Dans le cadre de la mise en œuvre de la «Vision 2020» du tourisme, le ministre du Tourisme, Lahcen Haddad, s’est réuni le 16 octobre à Fès avec les autorités locales, les élus et les opérateurs touristiques de la ville. Le ministre a saisi cette occasion pour rappeler le rôle prépondérant du tourisme dans le développement de l’économie nationale. «Le tourisme est considéré en quelque sorte comme une locomotive de la croissance économique pour le Maroc. Ce secteur est en effet le 2e créateur d’emplois au Maroc, et le 2e contributeur au PIB national», a-t-il précisé, avant de mettre en lumière les grandes lignes de la «Vision 2020». «Le Maroc vient d’atteindre le chiffre de 10 millions de touristes. Nous avons l’ambition à l’horizon 2020 d’arriver à positionner le Maroc parmi les 20 plus grandes destinations touristiques mondiales et comme une référence du pourtour méditerranéen en matière de développement durable. Pour concrétiser ces objectifs, nous avons procédé à un découpage territorial, qui prend en considération les spécificités naturelles, culturelles et historiques et nous avons fait émerger 8 destinations touristiques. Nous avons ensuite mis en place autour de ces destinations une politique d’aménagement territoriale articulée sur cinq axes de développement majeur, à savoir l’enrichissement de l’offre culturelle, la poursuite du positionnement offensif sur le balnéaire, la création d’une offre «Nature, mise en place de corridors thématiques, ainsi que la structuration d’une offre performante d’animation», a-t-il expliqué.
Cette rencontre a été l’occasion de présenter la version finale du contrat-programme pour le développement du secteur touristique dans la région de Fès-Boulemane qui s’inscrit dans le cadre de la «Vision 2020». Ce contrat-programme qui sera signé le 4 décembre prochain vise à l’horizon 2020 d’augmenter la capacité hôtelière de la région de 8 000 lits, et de créer quelque 45 000 emplois additionnels. M. Haddad a indiqué dans ce sens que Fès dispose de nombreux atouts touristiques (patrimoine culturel, richesse historique) qui permettront à la région de devenir la deuxième destination culturelle internationale du Maroc en synergie avec les sites de Meknès et d’Ifrane. Imad Barrakad, directeur de la Société marocaine d’ingénierie touristique, a fait savoir pour sa part que le contrat-programme du développement touristique de la région Fès-Boulemane prévoit la réalisation de 30 projets touristiques qui nécessiteront un investissement global de près de 8 milliards de DH, dont 7,6 milliards de DH seront pris en charge par le secteur privé et le reste par les pouvoirs publics.
Fès et Sefrou accaparent la part du lion, avec respectivement 12 et 11 projets de développement touristique. Moulay Yacoub connaitra de son côté la réalisation de 4 projets et Boulemane d’un seul projet. «Ces projets ont été conçus pour cibler quelques créneaux porteurs comme la valorisation du patrimoine et de l’héritage, l’animation, les loisirs et l’animation, l’écologie et le développement durable en plus de quelques autres niches à valeur ajoutée», a précisé M. Barrakad.

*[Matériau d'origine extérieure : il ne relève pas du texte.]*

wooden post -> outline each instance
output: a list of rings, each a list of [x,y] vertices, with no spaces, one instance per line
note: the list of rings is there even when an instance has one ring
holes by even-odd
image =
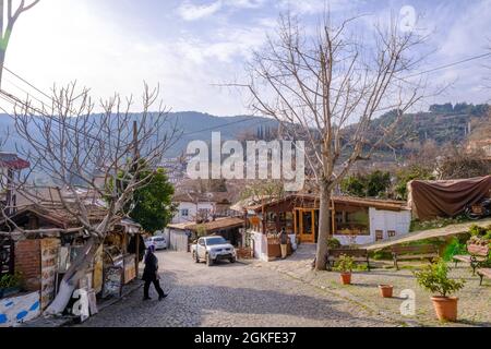
[[[135,267],[136,267],[136,278],[139,277],[139,266],[140,266],[140,233],[136,233],[134,236],[134,238],[136,239],[135,244],[136,244],[136,258],[135,258]]]
[[[331,203],[332,207],[331,207],[331,225],[332,225],[332,231],[331,231],[331,236],[334,237],[334,233],[336,232],[336,209],[334,208],[334,200],[332,200]]]

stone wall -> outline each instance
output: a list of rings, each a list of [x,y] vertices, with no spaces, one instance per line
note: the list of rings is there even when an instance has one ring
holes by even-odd
[[[15,270],[22,273],[26,290],[40,290],[40,240],[22,240],[15,244]]]

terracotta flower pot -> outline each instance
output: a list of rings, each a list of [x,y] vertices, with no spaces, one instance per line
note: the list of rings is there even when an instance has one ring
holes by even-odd
[[[343,285],[351,285],[351,273],[342,273],[340,279]]]
[[[436,312],[436,316],[440,321],[443,322],[453,322],[457,321],[457,302],[458,298],[456,297],[432,297],[431,298],[434,306],[434,311]]]
[[[394,286],[392,286],[392,285],[380,285],[379,289],[380,289],[380,294],[383,298],[392,298],[392,296],[394,294]]]

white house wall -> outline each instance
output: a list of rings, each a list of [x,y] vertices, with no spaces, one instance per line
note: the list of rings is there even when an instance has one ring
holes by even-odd
[[[178,212],[172,217],[172,224],[181,224],[181,222],[193,221],[193,218],[196,217],[197,212],[200,209],[209,209],[209,212],[213,212],[214,208],[215,208],[215,204],[214,203],[199,203],[197,206],[196,206],[195,203],[181,202],[181,203],[179,203]],[[183,217],[181,215],[183,209],[188,209],[188,212],[189,212],[188,217]]]
[[[370,216],[370,236],[359,236],[356,238],[356,244],[369,244],[375,242],[375,231],[382,230],[384,239],[388,239],[388,230],[394,230],[396,236],[403,236],[409,232],[411,225],[410,210],[380,210],[373,207],[369,209]],[[344,245],[352,243],[346,236],[334,236]]]

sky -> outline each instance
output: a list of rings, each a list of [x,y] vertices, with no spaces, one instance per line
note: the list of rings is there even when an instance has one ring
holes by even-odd
[[[326,8],[335,19],[364,14],[370,31],[407,7],[431,33],[428,69],[491,46],[491,0],[41,0],[19,20],[5,65],[46,92],[76,81],[96,98],[139,96],[145,81],[160,86],[172,111],[244,115],[248,96],[220,85],[244,81],[251,52],[274,33],[282,11],[312,27]],[[433,73],[432,82],[452,86],[426,104],[489,101],[482,77],[490,61]],[[19,87],[29,91],[9,73],[2,87],[19,96]]]

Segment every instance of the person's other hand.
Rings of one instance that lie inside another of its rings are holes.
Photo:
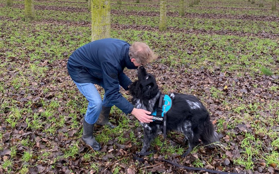
[[[144,109],[134,108],[131,113],[135,116],[137,119],[141,123],[149,123],[153,121],[152,119],[153,116],[147,115],[151,114],[151,112]]]

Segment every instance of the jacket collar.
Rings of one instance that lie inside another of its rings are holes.
[[[124,58],[121,61],[122,68],[124,69],[125,67],[126,67],[130,70],[136,69],[138,67],[135,66],[134,63],[131,62],[130,60],[130,56],[129,56],[129,45],[126,45],[124,46],[123,53]]]

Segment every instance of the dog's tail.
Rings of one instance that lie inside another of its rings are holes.
[[[218,134],[215,131],[213,125],[209,119],[208,114],[208,119],[204,122],[203,132],[201,135],[201,138],[206,147],[209,148],[215,148],[216,146],[214,143],[219,142],[220,139],[218,137]]]

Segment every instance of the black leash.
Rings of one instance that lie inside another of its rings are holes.
[[[158,151],[158,150],[153,150],[152,151],[149,151],[149,152],[152,152],[152,153],[154,152],[154,151]],[[146,153],[147,153],[146,152]],[[148,154],[148,155],[151,153],[150,153]],[[139,158],[139,157],[134,157],[134,159],[135,160],[138,160],[139,161],[145,161],[144,159],[142,158]],[[238,174],[236,173],[233,173],[232,172],[226,172],[225,171],[216,171],[216,170],[210,170],[210,169],[206,169],[204,168],[198,168],[196,167],[188,167],[187,166],[182,166],[182,165],[178,164],[177,163],[174,163],[172,161],[169,161],[168,160],[166,160],[163,159],[163,160],[147,160],[147,161],[148,162],[150,162],[152,161],[164,161],[165,162],[167,162],[167,163],[168,163],[170,164],[171,164],[174,166],[175,166],[177,167],[178,167],[180,168],[183,168],[186,169],[188,169],[189,170],[203,170],[204,171],[208,171],[209,172],[210,172],[211,173],[220,173],[220,174]]]

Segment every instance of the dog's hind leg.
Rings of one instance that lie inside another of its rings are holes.
[[[157,135],[156,126],[149,124],[143,123],[142,125],[143,127],[143,144],[140,154],[146,152],[150,146],[150,143],[153,141]]]
[[[190,122],[187,121],[185,122],[183,128],[183,132],[185,135],[185,139],[188,140],[189,147],[186,152],[181,155],[181,157],[182,157],[186,156],[189,154],[194,147],[199,144],[199,138],[196,136],[194,136],[194,132]]]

Dans ce cadre, Fès verra la réalisation d’un projet phare qui coûtera à lui seul 6 milliards de DH. Il s’agit de la création d’une constellation de ressorts thématiques à Fès. Ces thèmes proposés seront cohérents avec la personnalité unique de Fès et devraient concerner en particulier les arts et traditions qui mettraient en avant la culture et les traditions de Fès, le luxe et le bien-être, en plus de la gastronomie et l’art de vivre. Avec une capacité hôtelière de 5 000 lits, ce projet devrait proposer une nouvelle offre d’hébergement en dehors de la Médina, à la fois approximative et en retrait de la Médina tout en répondant aux attentes d’une clientèle souhaitant vivre l’expérience de Fès tout en étant guidée dans son expérience. Les autres projets prévus à Fès sont entre autres la valorisation et la création de l’animation dans le jardin Jnane Sbil, la réhabilitation et la restauration de fondouks en espaces d’exposition, ou encore la revalorisation des Medersa Sahrij et Sbaiyine. Pour ce qui est des autres provinces, elles verront la mise en place de projets relatifs en particulier à l’hébergement éco-touristique, à l’aménagement de circuits écotouristiques et d’aires de repos dans la forêt, à l’aménagement des habitations rurales et traditionnelles pour l’accueil chez l’habitant, ainsi qu’à la création d’espaces pour l’exposition et la vente des produits de terroir.